Also remember not all humans can drive in all conditions. We pull over for limited viability, or slow way down. If conditions are terrible sometimes we turn back. Furthermore, there’s a lot more people that try to drive when they probably should have pulled over or turned around.
This isn't an effective argument. The discussion is this- If level 5 autonomy is ever a thing, then it is likely that legislation outlawing human drivers will follow.
If that is the case, then we will rely on machines to drive themselves in all conditions that exist, just like we rely on (some number of) humans to do so today. Perhaps there are people not properly trained, but that's not what's being discussed here. If there is a condition on earth that requires driving for any reason, then a true level 5 system
must be able to handle that.
Otherwise, you get an automated ambulance that lets you die in the back because it's too foggy. The whole purpose of the blended suites of sensors is to give autonomous systems super human qualities.
Full autonomy is certainly a difficult problem but the idea that full autonomy is unsolvable is pretty silly IMO.
You're entitled to that opinion. I believe that people not realizing the complexity of the problem and just hand-waving it away by saying some magical future technology will make everything automatically better is silly.
Heck, a lot of engineering problems seem unsolvable at first but eventually better technology comes around that makes the problem easier.
See, now you're making claims in my area of expertise. Can you name a single computer engineering problem that was considered impossible, and the simple march of time produced the solution?
So never say never. Also remember that just because a problem is extremely difficult that is not the same thing as being unsolvable.

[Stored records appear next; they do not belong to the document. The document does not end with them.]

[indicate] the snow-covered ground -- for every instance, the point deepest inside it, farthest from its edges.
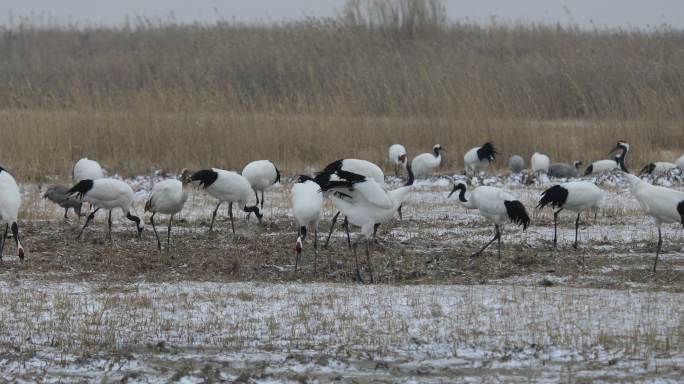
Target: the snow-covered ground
(194, 332)
(85, 324)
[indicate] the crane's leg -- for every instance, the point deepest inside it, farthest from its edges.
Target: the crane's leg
(332, 226)
(576, 230)
(254, 209)
(660, 243)
(498, 234)
(256, 195)
(15, 233)
(496, 237)
(109, 225)
(213, 216)
(316, 249)
(168, 234)
(370, 265)
(154, 228)
(356, 262)
(555, 228)
(2, 241)
(346, 227)
(230, 214)
(299, 234)
(88, 220)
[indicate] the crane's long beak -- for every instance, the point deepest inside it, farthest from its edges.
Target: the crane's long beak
(617, 148)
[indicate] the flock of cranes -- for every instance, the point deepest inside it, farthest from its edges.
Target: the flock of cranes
(358, 191)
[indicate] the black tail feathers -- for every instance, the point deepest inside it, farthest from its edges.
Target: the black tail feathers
(487, 151)
(81, 188)
(517, 213)
(206, 177)
(556, 196)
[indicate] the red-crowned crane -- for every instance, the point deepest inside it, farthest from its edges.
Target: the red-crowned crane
(168, 198)
(261, 174)
(10, 201)
(398, 157)
(575, 196)
(664, 205)
(602, 166)
(424, 164)
(225, 186)
(108, 194)
(365, 203)
(477, 159)
(307, 203)
(495, 205)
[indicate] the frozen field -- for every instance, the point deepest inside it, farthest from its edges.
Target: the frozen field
(217, 307)
(199, 332)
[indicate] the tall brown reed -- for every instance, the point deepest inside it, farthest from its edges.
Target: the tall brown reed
(160, 95)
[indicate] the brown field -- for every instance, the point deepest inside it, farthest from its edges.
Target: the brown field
(217, 307)
(155, 95)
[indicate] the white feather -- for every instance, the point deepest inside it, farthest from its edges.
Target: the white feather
(540, 163)
(168, 197)
(86, 169)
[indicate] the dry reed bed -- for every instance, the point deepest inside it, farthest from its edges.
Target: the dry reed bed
(160, 95)
(43, 143)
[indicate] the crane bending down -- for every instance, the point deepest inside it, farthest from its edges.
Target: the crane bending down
(494, 204)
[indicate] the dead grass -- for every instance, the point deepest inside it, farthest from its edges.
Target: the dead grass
(166, 96)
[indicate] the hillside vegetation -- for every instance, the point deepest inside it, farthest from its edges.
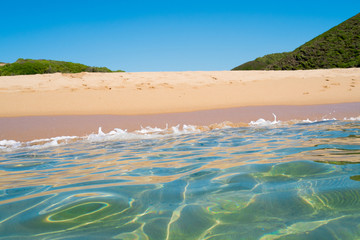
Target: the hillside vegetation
(31, 66)
(337, 48)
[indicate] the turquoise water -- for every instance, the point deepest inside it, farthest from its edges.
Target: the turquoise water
(265, 181)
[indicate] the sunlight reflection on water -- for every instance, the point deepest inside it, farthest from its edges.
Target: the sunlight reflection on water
(295, 181)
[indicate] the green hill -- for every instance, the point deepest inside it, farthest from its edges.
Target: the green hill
(337, 48)
(31, 66)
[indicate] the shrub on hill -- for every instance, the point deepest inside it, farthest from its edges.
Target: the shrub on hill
(31, 66)
(337, 48)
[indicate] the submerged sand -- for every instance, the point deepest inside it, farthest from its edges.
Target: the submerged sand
(36, 106)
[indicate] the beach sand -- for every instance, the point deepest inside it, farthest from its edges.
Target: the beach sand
(39, 106)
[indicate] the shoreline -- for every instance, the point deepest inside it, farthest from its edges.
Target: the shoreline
(172, 92)
(29, 128)
(50, 105)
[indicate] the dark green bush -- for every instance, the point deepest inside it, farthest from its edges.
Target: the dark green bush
(31, 66)
(337, 48)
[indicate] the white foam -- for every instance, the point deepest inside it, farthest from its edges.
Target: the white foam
(265, 123)
(6, 144)
(352, 119)
(144, 133)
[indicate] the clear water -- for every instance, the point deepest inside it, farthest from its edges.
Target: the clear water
(277, 181)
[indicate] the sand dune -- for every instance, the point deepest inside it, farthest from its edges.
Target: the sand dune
(169, 92)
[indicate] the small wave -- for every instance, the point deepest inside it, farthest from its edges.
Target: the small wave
(150, 133)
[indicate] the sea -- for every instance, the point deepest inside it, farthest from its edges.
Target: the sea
(266, 180)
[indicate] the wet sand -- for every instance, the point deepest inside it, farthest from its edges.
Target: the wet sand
(40, 127)
(41, 106)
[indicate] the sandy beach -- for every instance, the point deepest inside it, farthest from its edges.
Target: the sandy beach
(153, 95)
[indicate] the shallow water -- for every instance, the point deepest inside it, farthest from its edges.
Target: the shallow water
(265, 181)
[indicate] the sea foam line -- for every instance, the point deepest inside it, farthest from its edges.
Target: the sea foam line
(148, 133)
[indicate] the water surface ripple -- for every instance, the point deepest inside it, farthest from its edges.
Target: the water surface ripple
(287, 181)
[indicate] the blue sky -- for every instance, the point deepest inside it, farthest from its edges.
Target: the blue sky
(162, 35)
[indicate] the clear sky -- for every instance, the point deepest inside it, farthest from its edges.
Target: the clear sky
(164, 35)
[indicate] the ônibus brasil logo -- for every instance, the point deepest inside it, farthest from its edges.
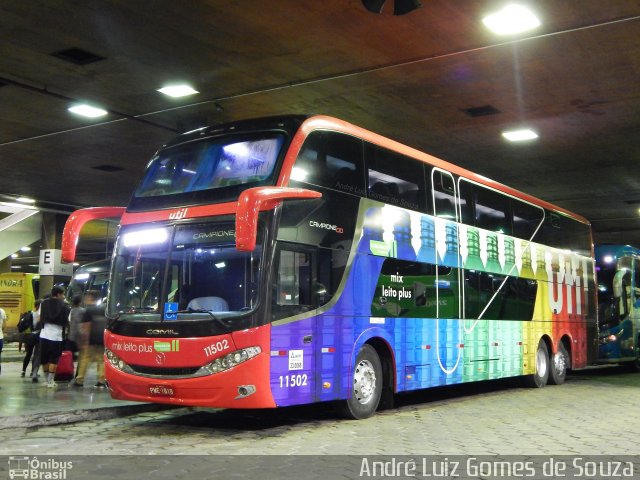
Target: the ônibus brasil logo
(35, 469)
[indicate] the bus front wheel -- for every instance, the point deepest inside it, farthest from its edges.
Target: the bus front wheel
(366, 385)
(559, 365)
(541, 376)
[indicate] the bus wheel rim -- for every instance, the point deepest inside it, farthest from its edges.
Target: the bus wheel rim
(364, 382)
(541, 363)
(559, 363)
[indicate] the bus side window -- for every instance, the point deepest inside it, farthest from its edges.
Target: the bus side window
(444, 195)
(292, 293)
(526, 219)
(492, 210)
(394, 178)
(332, 160)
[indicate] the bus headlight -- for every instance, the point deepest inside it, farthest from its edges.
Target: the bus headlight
(117, 362)
(231, 360)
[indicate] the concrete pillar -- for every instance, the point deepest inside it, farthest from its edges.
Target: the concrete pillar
(52, 227)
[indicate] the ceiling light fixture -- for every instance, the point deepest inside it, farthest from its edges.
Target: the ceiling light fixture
(177, 91)
(520, 135)
(87, 111)
(510, 20)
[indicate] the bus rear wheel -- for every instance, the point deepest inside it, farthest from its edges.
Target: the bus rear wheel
(559, 365)
(541, 376)
(366, 387)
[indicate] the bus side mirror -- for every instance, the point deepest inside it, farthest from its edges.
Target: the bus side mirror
(254, 200)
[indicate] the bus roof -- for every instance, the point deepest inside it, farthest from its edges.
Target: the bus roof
(323, 122)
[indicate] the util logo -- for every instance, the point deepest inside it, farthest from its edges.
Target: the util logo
(180, 213)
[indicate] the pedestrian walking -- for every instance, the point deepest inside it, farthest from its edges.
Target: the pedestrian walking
(54, 316)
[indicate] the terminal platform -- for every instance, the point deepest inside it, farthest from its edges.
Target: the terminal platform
(26, 404)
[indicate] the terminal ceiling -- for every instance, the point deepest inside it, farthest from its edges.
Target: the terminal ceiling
(435, 79)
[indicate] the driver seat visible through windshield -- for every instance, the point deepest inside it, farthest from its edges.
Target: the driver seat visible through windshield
(213, 304)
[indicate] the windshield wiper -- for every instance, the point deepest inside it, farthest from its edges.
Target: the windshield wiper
(219, 321)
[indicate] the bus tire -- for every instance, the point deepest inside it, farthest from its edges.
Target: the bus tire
(558, 367)
(541, 376)
(367, 385)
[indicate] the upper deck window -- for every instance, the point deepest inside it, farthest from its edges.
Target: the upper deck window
(211, 164)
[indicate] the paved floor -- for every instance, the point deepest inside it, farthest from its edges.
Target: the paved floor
(23, 403)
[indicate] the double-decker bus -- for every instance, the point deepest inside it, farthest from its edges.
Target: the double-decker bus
(90, 276)
(618, 272)
(292, 260)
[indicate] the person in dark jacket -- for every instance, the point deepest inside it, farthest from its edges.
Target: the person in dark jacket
(31, 338)
(54, 317)
(90, 339)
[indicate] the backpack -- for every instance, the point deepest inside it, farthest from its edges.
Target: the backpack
(25, 324)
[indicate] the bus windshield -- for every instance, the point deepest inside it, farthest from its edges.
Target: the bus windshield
(211, 164)
(183, 272)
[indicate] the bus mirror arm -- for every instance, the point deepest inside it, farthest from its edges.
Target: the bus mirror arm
(76, 221)
(254, 200)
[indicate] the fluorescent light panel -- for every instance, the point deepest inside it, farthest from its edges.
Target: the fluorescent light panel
(520, 135)
(510, 20)
(177, 91)
(87, 111)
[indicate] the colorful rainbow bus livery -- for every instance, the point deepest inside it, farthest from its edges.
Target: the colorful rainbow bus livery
(292, 260)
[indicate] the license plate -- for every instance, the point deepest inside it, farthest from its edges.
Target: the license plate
(161, 390)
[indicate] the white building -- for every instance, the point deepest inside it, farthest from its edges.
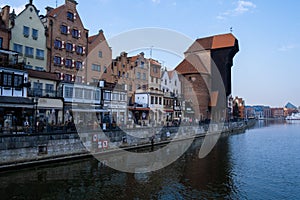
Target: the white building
(28, 38)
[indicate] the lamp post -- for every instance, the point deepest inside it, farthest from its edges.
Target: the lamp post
(101, 85)
(36, 100)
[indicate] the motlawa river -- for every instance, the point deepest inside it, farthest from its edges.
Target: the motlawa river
(262, 163)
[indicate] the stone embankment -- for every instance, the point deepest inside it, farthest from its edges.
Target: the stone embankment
(20, 150)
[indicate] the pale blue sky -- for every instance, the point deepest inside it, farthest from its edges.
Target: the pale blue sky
(266, 69)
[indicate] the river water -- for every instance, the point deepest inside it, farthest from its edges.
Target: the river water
(262, 163)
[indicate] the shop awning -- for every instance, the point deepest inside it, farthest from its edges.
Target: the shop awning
(88, 110)
(16, 102)
(139, 109)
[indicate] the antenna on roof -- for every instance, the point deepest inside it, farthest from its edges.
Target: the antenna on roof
(151, 51)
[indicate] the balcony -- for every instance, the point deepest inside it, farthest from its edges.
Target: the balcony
(33, 92)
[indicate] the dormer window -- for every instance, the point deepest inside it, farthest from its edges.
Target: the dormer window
(70, 16)
(25, 31)
(35, 34)
(79, 50)
(57, 44)
(64, 29)
(75, 33)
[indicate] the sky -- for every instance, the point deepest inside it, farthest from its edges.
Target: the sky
(265, 71)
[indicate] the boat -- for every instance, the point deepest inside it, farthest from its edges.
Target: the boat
(293, 116)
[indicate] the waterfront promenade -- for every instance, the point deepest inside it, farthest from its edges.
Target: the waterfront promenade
(257, 164)
(20, 150)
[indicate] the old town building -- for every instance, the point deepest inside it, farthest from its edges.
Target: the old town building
(4, 27)
(28, 38)
(67, 43)
(99, 59)
(206, 69)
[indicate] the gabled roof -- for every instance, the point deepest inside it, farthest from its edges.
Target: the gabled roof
(154, 62)
(56, 11)
(213, 42)
(99, 36)
(290, 106)
(134, 58)
(170, 74)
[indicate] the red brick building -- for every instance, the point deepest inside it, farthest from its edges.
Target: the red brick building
(206, 61)
(4, 28)
(67, 43)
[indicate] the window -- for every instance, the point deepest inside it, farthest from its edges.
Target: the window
(87, 94)
(7, 80)
(35, 34)
(38, 88)
(78, 79)
(40, 54)
(96, 67)
(68, 63)
(64, 29)
(106, 95)
(18, 48)
(29, 52)
(78, 65)
(97, 95)
(95, 80)
(68, 92)
(68, 78)
(70, 16)
(57, 44)
(69, 47)
(79, 50)
(37, 68)
(28, 66)
(75, 33)
(26, 31)
(49, 88)
(57, 60)
(115, 96)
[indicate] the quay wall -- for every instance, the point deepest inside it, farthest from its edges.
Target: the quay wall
(19, 149)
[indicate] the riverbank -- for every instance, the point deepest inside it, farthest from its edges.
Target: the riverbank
(19, 151)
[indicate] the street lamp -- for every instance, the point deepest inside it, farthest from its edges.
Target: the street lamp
(101, 85)
(36, 101)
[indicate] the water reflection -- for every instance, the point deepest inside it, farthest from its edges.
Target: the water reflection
(188, 177)
(258, 164)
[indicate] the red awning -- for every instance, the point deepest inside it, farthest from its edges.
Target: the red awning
(139, 109)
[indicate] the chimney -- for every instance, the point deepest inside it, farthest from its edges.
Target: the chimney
(71, 4)
(48, 9)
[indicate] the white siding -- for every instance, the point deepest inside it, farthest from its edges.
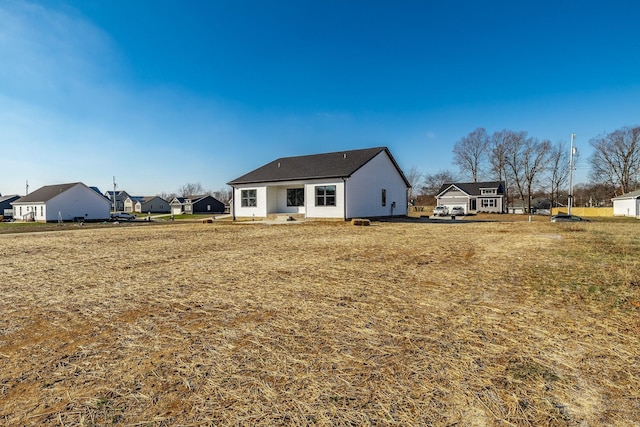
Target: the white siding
(258, 211)
(626, 207)
(78, 201)
(364, 190)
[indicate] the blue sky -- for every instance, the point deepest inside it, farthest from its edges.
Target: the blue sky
(163, 93)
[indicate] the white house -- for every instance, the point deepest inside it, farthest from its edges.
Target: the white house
(473, 196)
(346, 184)
(627, 205)
(63, 202)
(153, 204)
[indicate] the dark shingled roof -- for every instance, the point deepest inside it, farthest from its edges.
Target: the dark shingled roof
(340, 164)
(46, 193)
(473, 188)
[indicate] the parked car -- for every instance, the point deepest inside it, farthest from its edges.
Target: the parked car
(122, 216)
(457, 210)
(440, 211)
(567, 218)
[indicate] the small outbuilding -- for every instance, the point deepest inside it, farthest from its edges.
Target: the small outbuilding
(627, 204)
(63, 202)
(363, 183)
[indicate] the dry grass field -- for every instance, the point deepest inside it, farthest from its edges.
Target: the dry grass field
(328, 324)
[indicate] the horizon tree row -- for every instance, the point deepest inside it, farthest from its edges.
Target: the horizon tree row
(531, 167)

I haven't said never, but I'm about as close to saying never as could be given what I see as the present state of the art. We don't need to have a discussion about complexity versus whether a problem is solvable. That's not really the crux of what I'm driving at here. Most of driving requires things like
intuition and
reasoning. Both are things that computers do not do, and likely will never be able to do. And I'm beyond doubtful that simply rubbing some neural networks on the problem is the solution. That still leaves 90% of the problem to be solved, since as of right now NNs are pretty much only being used for the sensor suites. Just slapping an LSTM on a data stream doesn't tell a computer "hey, it's 3:15pm in north america on a school day, so there's a high chance of a kid popping out randomly from the side of the road". Computers will never get that eerie sense that humans do, which tells us to be on the lookout for something odd.
The
only benefit I see computers offering right now, and possibly forever into the future, is that they don't fall asleep or get distracted. And they react faster in most situations. Or at least they
can react faster.
Just remember, the first time a robot car runs over a blonde white girl in a rich neighborhood, this stuff is going to get regulated and clamped down on big time. And given what I see from all of the players that are publicly making waves, and those keeping much more quiet, that day is guaranteed to come. I really hope I'm wrong, and that the industry does a better job of controlling itself, but we already see the BS that Uber pulled last year when they killed that lady in Arizona. They're not the only ones out there making stupid choices.